Allardyce’s agent is in Qatar to negotiate a contract to replace French coach Bruno Metsu who was fired earlier this month because the Gulf state failed to reach last month’s Asian Cup semi-finals despite displaying its best performance ever in an international tournament, the newspaper reported.
Allardyce was dismissed in December as manager of English Premier League team Blackburn Rovers.
In addition to Allardyce, the News of the World reports that Qatar has approached Aston Villa’s 39-year old goalkeeper with an offer to end his career in the Gulf.
The approaches are part of a multi-pronged Qatari effort to establish the Gulf state as a global sports hub, a player in world soccer and a soccer-playing nation to be reckoned with.
Since winning its bid to host the 2022 FIFA World Cup, Qatar has concluded a $200 million sponsorship agreement with FC Barcelona and is reported to be negotiating the acquisition of storied English Club Manchester United.
Contrary to most Middle Eastern soccer-playing nations, Qatar has also developed a long-term strategy by seeking to groom a next generation of stars with its sponsorship of the annual Aspire Football Dreams tournament, the largest talent hunt in soccer history.
Mohamed Bin Hammam, the Qatari head of the Confederation of Asian Football, has hinted that he may challenge Sepp Blatter in elections for the FIFA presidency scheduled for June 1 in Paris.
The approaches to Allardyce and Friedel come amid growing debate in the Middle East as well as in Europe about whether oil-based Arab financial muscle is sufficient to achieve sustainable performance.
Legendary former Manchester United goal scorer and board member Sir Robert ‘Bobby’ Charlton appeared to express earlier this week opposition to the possible sale of his former club, suggesting that it would not help the Gulf state raise its soccer standards.
Charlton contrasted Arab efforts to fast track success on the back of their energy-backed financial muscle with Manchester United manger Sir Alexander Chapman "Alex" Ferguson’s strategy of nurturing players from a young age.

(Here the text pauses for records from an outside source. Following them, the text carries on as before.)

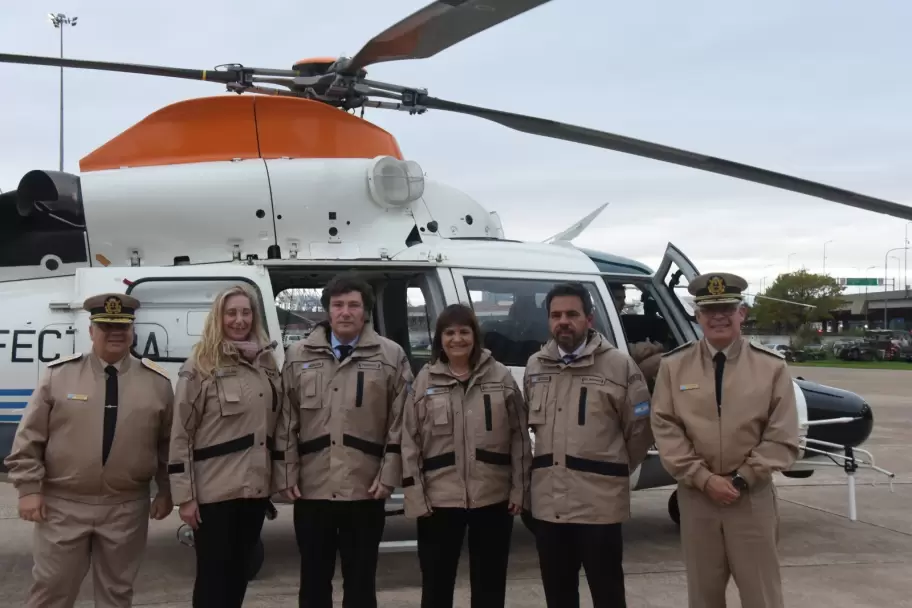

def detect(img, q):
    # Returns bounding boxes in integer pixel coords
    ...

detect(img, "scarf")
[230,340,260,363]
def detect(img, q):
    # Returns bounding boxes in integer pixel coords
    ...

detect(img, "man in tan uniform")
[652,273,798,608]
[273,276,412,608]
[5,293,174,608]
[524,283,652,608]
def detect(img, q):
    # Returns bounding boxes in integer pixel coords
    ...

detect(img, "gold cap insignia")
[706,277,725,296]
[105,296,123,315]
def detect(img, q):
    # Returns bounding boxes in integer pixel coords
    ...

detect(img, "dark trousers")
[294,500,386,608]
[418,502,513,608]
[535,520,627,608]
[193,498,269,608]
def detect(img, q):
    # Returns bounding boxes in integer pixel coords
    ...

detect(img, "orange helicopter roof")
[79,95,402,172]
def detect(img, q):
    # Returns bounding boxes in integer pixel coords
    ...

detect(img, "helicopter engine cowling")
[795,377,874,456]
[0,156,503,279]
[0,170,88,280]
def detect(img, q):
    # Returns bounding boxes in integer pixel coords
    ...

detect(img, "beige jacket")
[524,330,652,524]
[276,324,412,500]
[652,337,798,490]
[402,350,532,517]
[4,353,174,504]
[168,345,283,504]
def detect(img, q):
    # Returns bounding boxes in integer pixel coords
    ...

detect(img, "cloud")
[0,0,912,300]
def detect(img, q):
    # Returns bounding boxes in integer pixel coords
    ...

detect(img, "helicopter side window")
[466,277,613,367]
[605,279,678,350]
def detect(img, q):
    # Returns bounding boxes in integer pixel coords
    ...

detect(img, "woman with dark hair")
[402,304,532,608]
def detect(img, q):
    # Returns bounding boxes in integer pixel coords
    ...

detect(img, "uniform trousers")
[678,483,783,608]
[25,495,150,608]
[294,500,386,608]
[418,502,513,608]
[193,498,269,608]
[535,519,627,608]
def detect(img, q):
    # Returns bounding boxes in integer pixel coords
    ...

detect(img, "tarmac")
[0,365,912,608]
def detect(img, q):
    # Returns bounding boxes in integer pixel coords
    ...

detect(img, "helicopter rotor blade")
[0,53,241,84]
[417,95,912,220]
[345,0,551,72]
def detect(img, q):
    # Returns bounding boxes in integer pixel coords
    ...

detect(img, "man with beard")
[524,283,652,608]
[652,272,798,608]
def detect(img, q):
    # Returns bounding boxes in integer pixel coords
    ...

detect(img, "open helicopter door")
[652,243,701,344]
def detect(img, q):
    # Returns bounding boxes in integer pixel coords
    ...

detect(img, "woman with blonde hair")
[168,285,285,608]
[402,304,532,608]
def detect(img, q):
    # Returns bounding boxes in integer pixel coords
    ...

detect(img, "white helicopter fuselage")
[0,157,808,498]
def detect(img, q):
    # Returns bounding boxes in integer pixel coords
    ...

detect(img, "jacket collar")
[539,329,614,366]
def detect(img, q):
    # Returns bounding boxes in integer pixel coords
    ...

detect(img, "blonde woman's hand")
[177,500,203,530]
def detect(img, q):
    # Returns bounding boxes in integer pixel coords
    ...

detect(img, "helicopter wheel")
[668,490,681,526]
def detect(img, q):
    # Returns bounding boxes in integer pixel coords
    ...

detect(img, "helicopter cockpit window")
[466,277,613,367]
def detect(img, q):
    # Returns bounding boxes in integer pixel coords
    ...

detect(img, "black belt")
[532,454,630,477]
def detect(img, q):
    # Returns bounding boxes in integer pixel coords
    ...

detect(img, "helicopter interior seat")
[483,295,549,365]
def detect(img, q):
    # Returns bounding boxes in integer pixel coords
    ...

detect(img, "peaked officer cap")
[687,272,747,306]
[82,293,139,323]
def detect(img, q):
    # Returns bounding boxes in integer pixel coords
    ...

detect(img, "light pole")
[903,222,912,295]
[48,13,79,173]
[823,240,833,275]
[865,266,887,329]
[884,247,909,329]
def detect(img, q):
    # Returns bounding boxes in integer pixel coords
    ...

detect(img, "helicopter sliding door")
[652,243,702,344]
[453,269,617,379]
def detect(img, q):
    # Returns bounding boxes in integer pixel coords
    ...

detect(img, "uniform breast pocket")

“You get a bit of an affiliation with a football club when this sort of thing is taking place, and not just piling loads and loads of money in.” Charlton said.
Arab critics of Middle Eastern failure to perform in last month’s Asian Cup in Qatar have focused on the failure of the region’s authoritarian regimes to develop soccer talent at a young age.
The current wave of anti-government protests sweeping the Arab world that has already toppled two authoritarian leaders, Egyptian President Hosni Mubarak and Tunisian President Zine Abedine Ben Ali, could well benefit soccer development in the region as governments scramble to seek to project themselves as more responsive to public opinion.
For many of region’s predominantly authoritarian regimes, political control of soccer is key because it, alongside Islam, traditionally is often the only force capable of creating alternative public space for pent-up frustration and anger.